Goth, Metalhead Overcome Subcultural Differences to Find Love
DANVILLE, IL—People fall in love every day, but self-proclaimed "Goth for life" Danielle Richardson, 24, and avid metal-music fan Rick Halloway, 26, faced bigger obstacles than most couples. In spite of having come from vastly different subcultural groups, the unlikely couple celebrated their three-month anniversary Monday.
"It hasn't been easy dating someone so totally different," said Halloway, wearing faded black jeans and a Mastodon T-shirt. "There have been times, like when Dani asked who Phil Anselmo was, that I almost wanted to say 'forget this bullshit.' But then I reminded myself that nothing good is ever easy. That's why I chose the path of metal—living fast and rocking hard. I never in my craziest dreams thought that path would lead me to Dani, but I'm so glad it did."

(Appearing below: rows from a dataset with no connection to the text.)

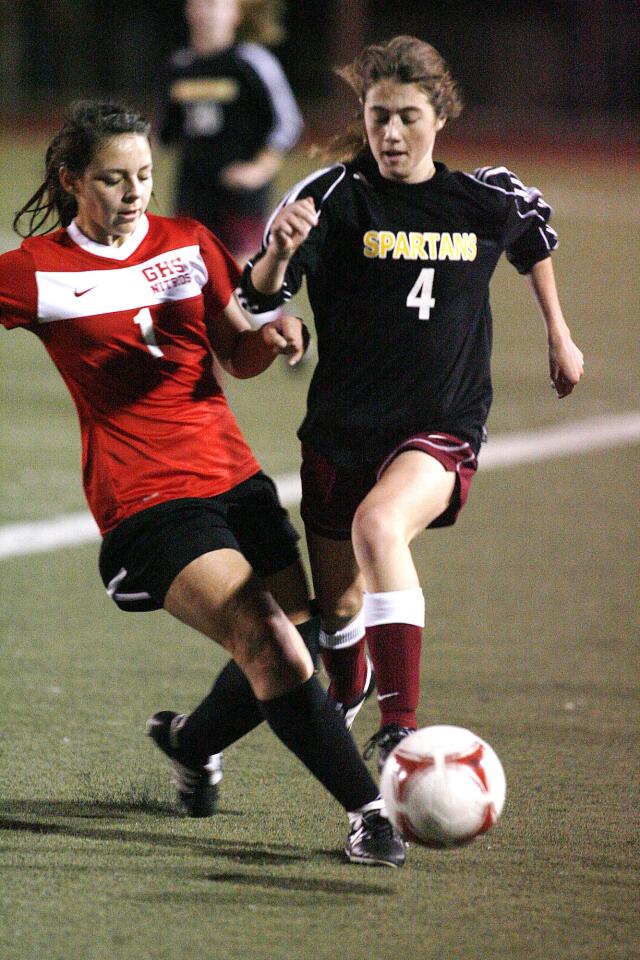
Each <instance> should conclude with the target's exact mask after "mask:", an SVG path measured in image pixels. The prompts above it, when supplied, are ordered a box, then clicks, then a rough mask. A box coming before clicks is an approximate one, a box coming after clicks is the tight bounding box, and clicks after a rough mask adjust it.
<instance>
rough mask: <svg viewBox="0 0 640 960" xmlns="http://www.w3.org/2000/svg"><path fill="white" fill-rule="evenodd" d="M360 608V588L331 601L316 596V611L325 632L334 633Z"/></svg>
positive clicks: (358, 613)
mask: <svg viewBox="0 0 640 960" xmlns="http://www.w3.org/2000/svg"><path fill="white" fill-rule="evenodd" d="M361 609H362V592H361V591H360V590H357V591H353V592H351V593H345V594H343V595H342V596H340V597H338V598H337V599H336V600H334V601H333V602H329V601H327V600H325V601H324V602H323V601H322V600H320V598H318V613H319V615H320V623H321V625H322V629H323V630H324V631H325V632H326V633H336V632H337V631H338V630H342V629H343V628H344V627H347V626H348V625H349V624H350V623H351V622H352V621H353V620H355V618H356V617H357V616H358V614H359V613H360V610H361Z"/></svg>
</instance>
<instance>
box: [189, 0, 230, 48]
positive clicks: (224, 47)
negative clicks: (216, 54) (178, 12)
mask: <svg viewBox="0 0 640 960" xmlns="http://www.w3.org/2000/svg"><path fill="white" fill-rule="evenodd" d="M184 13H185V18H186V21H187V23H188V24H189V29H190V30H191V33H192V39H193V40H194V41H195V43H196V46H198V45H199V44H200V43H201V44H202V45H203V48H204V47H205V46H206V49H208V50H212V51H214V50H224V49H225V48H226V47H229V46H231V44H232V43H233V41H234V39H235V35H236V30H237V29H238V25H239V23H240V20H241V11H240V5H239V2H238V0H187V2H186V3H185V8H184Z"/></svg>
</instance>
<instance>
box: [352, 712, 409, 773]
mask: <svg viewBox="0 0 640 960" xmlns="http://www.w3.org/2000/svg"><path fill="white" fill-rule="evenodd" d="M410 733H415V731H414V730H413V729H412V728H411V727H401V726H400V724H399V723H385V725H384V727H381V729H380V730H378V732H377V733H374V735H373V736H372V737H371V738H370V739H369V740H367V742H366V744H365V746H364V750H363V752H362V756H363V757H364V758H365V760H370V759H371V757H372V756H373V753H374V750H375V749H376V747H377V748H378V770H379V772H380V773H382V768H383V767H384V763H385V760H386V759H387V757H388V756H389V754H390V753H391V751H392V750H393V748H394V747H397V746H398V744H399V743H400V741H401V740H404V738H405V737H408V736H409V734H410Z"/></svg>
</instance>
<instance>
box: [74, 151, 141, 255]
mask: <svg viewBox="0 0 640 960" xmlns="http://www.w3.org/2000/svg"><path fill="white" fill-rule="evenodd" d="M61 181H62V185H63V186H64V187H65V189H66V190H69V192H70V193H73V195H74V196H75V199H76V202H77V204H78V213H77V216H76V223H77V225H78V226H79V227H80V229H81V230H82V232H83V233H84V234H85V236H87V237H90V238H91V239H92V240H95V241H97V242H98V243H106V244H113V245H115V246H120V245H121V244H122V243H124V241H125V240H126V239H127V237H129V236H130V235H131V234H132V233H133V231H134V230H135V228H136V227H137V225H138V223H139V222H140V218H141V216H142V215H143V213H144V212H145V210H146V209H147V206H148V205H149V200H150V198H151V190H152V186H153V180H152V164H151V147H150V146H149V141H148V140H147V138H146V137H143V136H141V135H140V134H137V133H122V134H119V135H117V136H115V137H112V138H111V139H109V140H107V141H106V142H105V143H103V145H102V146H101V147H100V149H99V150H98V151H97V152H96V155H95V156H94V158H93V160H92V161H91V163H90V164H89V165H88V166H87V167H86V169H85V171H84V173H83V174H82V176H81V177H71V176H70V175H69V174H68V173H66V174H65V172H64V170H63V171H62V172H61Z"/></svg>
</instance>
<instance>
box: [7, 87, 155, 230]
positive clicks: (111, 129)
mask: <svg viewBox="0 0 640 960" xmlns="http://www.w3.org/2000/svg"><path fill="white" fill-rule="evenodd" d="M150 132H151V124H150V123H149V121H148V120H145V118H144V117H142V116H141V115H140V114H138V113H135V112H134V111H132V110H130V109H129V108H128V107H125V106H123V105H122V104H120V103H109V102H106V103H103V102H101V101H98V100H81V101H79V102H78V103H75V104H73V105H72V106H71V107H70V109H69V112H68V115H67V118H66V120H65V123H64V125H63V126H62V128H61V129H60V130H59V131H58V133H57V134H56V135H55V137H54V138H53V140H52V141H51V143H50V144H49V146H48V147H47V152H46V154H45V176H44V180H43V182H42V183H41V184H40V186H39V187H38V189H37V190H36V192H35V193H34V194H33V196H32V197H30V198H29V200H27V202H26V203H25V205H24V206H23V207H22V208H21V209H20V210H18V212H17V213H16V215H15V217H14V218H13V229H14V230H15V232H16V233H17V234H19V235H20V236H21V237H31V236H33V235H34V234H35V233H39V232H42V233H49V232H50V231H51V230H55V228H56V227H58V226H63V227H67V226H68V225H69V224H70V223H71V221H72V220H73V218H74V217H75V215H76V213H77V212H78V205H77V203H76V200H75V197H73V196H72V195H71V194H70V193H67V191H66V190H65V189H64V188H63V186H62V184H61V183H60V168H61V167H66V169H67V170H68V171H69V172H70V173H71V174H72V175H73V176H75V177H79V176H82V174H83V173H84V171H85V170H86V168H87V167H88V165H89V164H90V163H91V161H92V160H93V158H94V157H95V155H96V153H97V152H98V150H99V149H100V148H101V146H102V145H103V144H104V143H105V142H106V141H107V140H110V139H111V138H112V137H116V136H118V135H119V134H122V133H137V134H140V135H141V136H143V137H147V138H149V135H150ZM23 218H27V229H26V232H23V231H22V230H21V229H20V221H21V220H22V219H23ZM50 218H51V219H52V222H51V224H50V225H49V226H48V227H47V228H46V229H42V228H43V227H44V225H45V224H46V222H47V220H49V219H50Z"/></svg>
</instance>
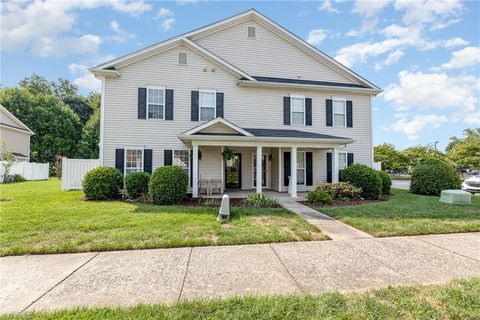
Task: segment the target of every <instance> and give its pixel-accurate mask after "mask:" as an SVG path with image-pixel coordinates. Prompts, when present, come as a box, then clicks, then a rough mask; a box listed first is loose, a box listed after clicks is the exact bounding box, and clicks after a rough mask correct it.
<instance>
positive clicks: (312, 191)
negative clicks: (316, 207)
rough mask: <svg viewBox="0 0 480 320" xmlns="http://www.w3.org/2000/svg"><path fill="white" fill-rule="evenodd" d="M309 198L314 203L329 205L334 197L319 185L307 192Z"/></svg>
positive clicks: (307, 197) (311, 201)
mask: <svg viewBox="0 0 480 320" xmlns="http://www.w3.org/2000/svg"><path fill="white" fill-rule="evenodd" d="M307 199H308V201H309V202H310V203H313V204H315V205H317V206H323V205H329V204H331V203H332V202H333V199H332V197H331V196H330V195H329V194H328V193H327V192H325V191H324V190H322V189H321V188H318V187H317V188H315V190H313V191H310V192H309V193H308V194H307Z"/></svg>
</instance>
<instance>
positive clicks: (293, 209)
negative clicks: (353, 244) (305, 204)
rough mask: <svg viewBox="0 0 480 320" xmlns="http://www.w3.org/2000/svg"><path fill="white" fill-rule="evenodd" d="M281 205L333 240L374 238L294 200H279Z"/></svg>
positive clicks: (361, 231) (320, 212)
mask: <svg viewBox="0 0 480 320" xmlns="http://www.w3.org/2000/svg"><path fill="white" fill-rule="evenodd" d="M279 203H280V205H281V206H282V207H284V208H285V209H288V210H290V211H292V212H295V213H296V214H298V215H300V216H302V217H303V218H304V219H305V220H306V221H307V222H308V223H310V224H313V225H314V226H316V227H318V228H319V229H320V230H321V231H322V232H323V233H324V234H326V235H327V236H328V237H330V239H332V240H347V239H367V238H373V236H371V235H369V234H368V233H366V232H363V231H361V230H358V229H355V228H354V227H351V226H349V225H347V224H345V223H343V222H341V221H338V220H336V219H333V218H332V217H329V216H327V215H326V214H323V213H321V212H319V211H317V210H314V209H312V208H310V207H307V206H306V205H304V204H301V203H299V202H298V201H295V200H293V199H291V198H290V199H279Z"/></svg>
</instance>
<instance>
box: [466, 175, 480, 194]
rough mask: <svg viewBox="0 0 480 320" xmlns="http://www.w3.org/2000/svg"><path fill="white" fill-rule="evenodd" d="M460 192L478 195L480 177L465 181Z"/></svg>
mask: <svg viewBox="0 0 480 320" xmlns="http://www.w3.org/2000/svg"><path fill="white" fill-rule="evenodd" d="M462 190H464V191H468V192H471V193H480V175H479V176H475V177H471V178H468V179H467V180H465V181H464V182H463V184H462Z"/></svg>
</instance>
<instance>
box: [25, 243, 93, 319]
mask: <svg viewBox="0 0 480 320" xmlns="http://www.w3.org/2000/svg"><path fill="white" fill-rule="evenodd" d="M100 253H101V252H97V253H96V254H95V255H94V256H93V257H91V258H89V259H88V260H87V261H85V262H84V263H82V264H81V265H80V266H79V267H78V268H76V269H75V270H73V271H72V272H70V273H69V274H68V275H67V276H66V277H65V278H63V279H61V280H60V281H59V282H57V283H56V284H55V285H54V286H53V287H51V288H50V289H48V290H47V291H45V292H44V293H43V294H42V295H40V297H38V298H37V299H35V300H33V301H32V302H31V303H30V304H29V305H28V306H26V307H25V308H23V309H22V310H20V312H19V313H22V312H24V311H26V310H27V309H28V308H30V307H31V306H33V305H34V304H35V303H37V302H38V300H40V299H42V298H43V297H45V296H46V295H47V294H48V293H49V292H50V291H52V290H53V289H55V288H56V287H58V286H59V285H60V284H61V283H63V282H64V281H65V280H67V279H68V278H70V277H71V276H72V275H73V274H74V273H75V272H77V271H78V270H80V269H81V268H83V267H84V266H85V265H86V264H87V263H89V262H90V261H92V260H93V259H95V258H96V257H97V256H98V255H99V254H100Z"/></svg>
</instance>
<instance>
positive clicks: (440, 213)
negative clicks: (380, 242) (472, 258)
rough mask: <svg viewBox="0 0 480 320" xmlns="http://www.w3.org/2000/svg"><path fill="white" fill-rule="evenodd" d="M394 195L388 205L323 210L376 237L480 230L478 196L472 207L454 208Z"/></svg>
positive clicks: (430, 201)
mask: <svg viewBox="0 0 480 320" xmlns="http://www.w3.org/2000/svg"><path fill="white" fill-rule="evenodd" d="M392 193H393V195H392V197H391V198H390V200H388V201H385V202H377V203H370V204H363V205H358V206H349V207H335V208H319V210H320V211H321V212H324V213H325V214H327V215H329V216H331V217H333V218H336V219H339V220H341V221H343V222H345V223H347V224H349V225H351V226H353V227H355V228H358V229H360V230H363V231H365V232H367V233H370V234H371V235H374V236H376V237H387V236H404V235H418V234H433V233H454V232H472V231H480V197H478V196H472V204H471V205H450V204H445V203H442V202H439V201H438V200H439V197H433V196H419V195H414V194H411V193H409V192H408V190H399V189H392Z"/></svg>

Added Halloway: "****in' A, she totally rocks."
Richardson said that, although she has lived her whole life in the same small, largely middle-class Midwestern town as Halloway, the two couldn't be more different. While Halloway spends his free time fixing his car or plugging the jukebox at T.J.'s Tap, Richardson spends her free time shopping at thrift stores and reading poetry at The Black Cat, a red-velvet-curtained bar nearly 10 blocks away from T. J.'s.
"No one is more surprised by our union than I," Richardson said. "When we met, there was a strong attraction, but so much more is required for lasting love. I never believed one such as Rick could touch my shadowed heart, but touch it he has."
Halloway admitted that the relationship got off to a shaky start.
"Me and some of my friends were hanging out in front of the Midas when Dani walked by with a big, black umbrella," Halloway said. "Well, it wasn't raining, so my friends started making fun of her. But when she looked over, our eyes locked. I was like, 'Whoa.'"
A few days later, Halloway ran into Richardson at the Danville Cineplex.
"I asked her what she was going to see—I think it was that gay-ass Blade: Trinity movie," Halloway said. "Danielle was wearing this weird black lacy thing. I like women who wear black, but usually it's leather with studs. But something about her made me wait for her after my movie got out. I'm so glad I did."
Richardson said she began dating Halloway with serious reservations.
"Our first date was positively chilling—Rick's soul seemed to be crying out to me," Richardson said. "Still, it brought me much pain to realize that we would have no future together—we were so very different."
"But at the end of the night, when I reached out to take Rick's hand, I noticed that his fingernails were painted black," Richardson added. "I told him how sexy it was, and he told me he got the idea from a Danzig video. That was the first time I realized we had something deep and eternal in common."
Although he had similar doubts, Halloway said he "decided to say '**** it' and go for it."
"On our next date, Danielle took me to this place where a house had burned to the ground—the whole place was all scorched and shit," Halloway said. "It looked like a Sepultura video. It was such a kickass spot that we started making out like animals."
Continued Halloway: "For a girl who writes poetry, Danielle is a totally crazed hell-demon in the sack. She tears the shit out of my back. She's a righteous chick, even if she doesn't like me calling her that."
Although the couple overcame subcultural differences, their friends have not been so open-minded.
"I thought Danielle was just trying to get a reaction from us by going out with some loser," said Valerie Brasher, a longtime Goth. "I could see how our outrage might be delicious to her, but now, she actually seems serious about Rick. This lunacy makes my mind swim with sadness."
"Danielle will always be very dear to me, but I can't support that relationship," Brasher added. "Once, I suggested that Rick wax his goatee into a tapered, devilish point and he told me to keep my pale-ass freak hands to myself. I mean, talk about your typical close-minded metalhead vulgarian behavior."
Halloway's friends have similarly disparaged the union.
"I told Rick that there's a reason why, when we were all in high school, our friends would hang out under the bleachers and the Goths would hang out in the atrium," Mike Kryzinski said. "It was because our kinds don't get along. What's gonna happen at their wedding when Danielle starts playing Sisters Of Mercy or some shit like that? What kind of music are their kids gonna listen to? Hasn't he ever stopped and thought about the future?"